In the unfortunate situation where looping over the rows of a Pandas dataframe is the only way to proceed, it's usually mentioned that itertuples() is to be preferred over iterrows() in terms of computational speed. This assertion appears valid for dataframes with few columns ('narrow dataframes'), but doesn't seem to be the case for wide dataframes with hundreds of columns.
Is this normal ? Shouldn't itertuples behave like iterrows in terms of scaling with column number, i.e. constant time rather than linear time ?
Attached below is the code snippet showing the cross-over from itertuples() to iterrows() been the fastest way to iterate when the dataframe width increases.
import pandas as pd
import time
from pylab import *
size_range = [100, 300, 600, 1200]
nrows = 100000
compute_time_rows = zeros(len(size_range))
compute_time_tuples = zeros(len(size_range))
for s, size in enumerate(size_range):
x = pd.DataFrame(randn(nrows, size))
start = time.time()
for idx, row in x.iterrows(): z = sum(row)
stop = time.time()
compute_time_rows[s] = stop - start
start = time.time()
for row in x.itertuples(index=False): z = sum(row)
stop = time.time()
compute_time_tuples[s] = stop - start
xlabel('Dataframe width')
ylabel('Computation time [s]')
pd.Series(compute_time_rows, index=size_range).plot(grid=True, label='iterrows')
pd.Series(compute_time_tuples, index=size_range).plot(grid=True, label='itertuples')
title(f'Iteration over a {nrows} rows Pandas dataframe')
legend()
[Row iteration speed vs dataframe width] https://i.sstatic.net/65QuPfjB.png
First of all, you should not use either of them.

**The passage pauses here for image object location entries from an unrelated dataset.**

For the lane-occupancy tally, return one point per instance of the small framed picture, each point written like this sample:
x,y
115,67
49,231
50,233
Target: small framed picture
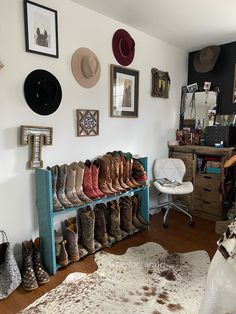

Iterating through a dataframe in a Python loop is painfully slow no matter how you do it. You can only use them if you don't care about the performance. That being said, I will answer your question based on my technical curiosity.
Both APIs are helper functions implemented in Python, so you can have a look.
The following are the relevant parts. You can check that these show the same pattern as the original if you want to.
import pandas as pd
def iterrows(df: pd.DataFrame):
for row in df.values:
yield pd.Series(row)
def itertuples(df: pd.DataFrame):
cols = [df.iloc[:, k] for k in range(len(df.columns))]
return zip(*cols)
From the above code, we can find two major factors.
The first thing is that iterrows does not make copies (in this case).
df.values
returns a single numpy array. If you iterate over it, each row is a view, not a copy, of the original array.
And when you pass a numpy array to pd.Series
, it uses it as an internal buffer, so it's also a view.
Therefore, iterrows yields a views of the dataframe.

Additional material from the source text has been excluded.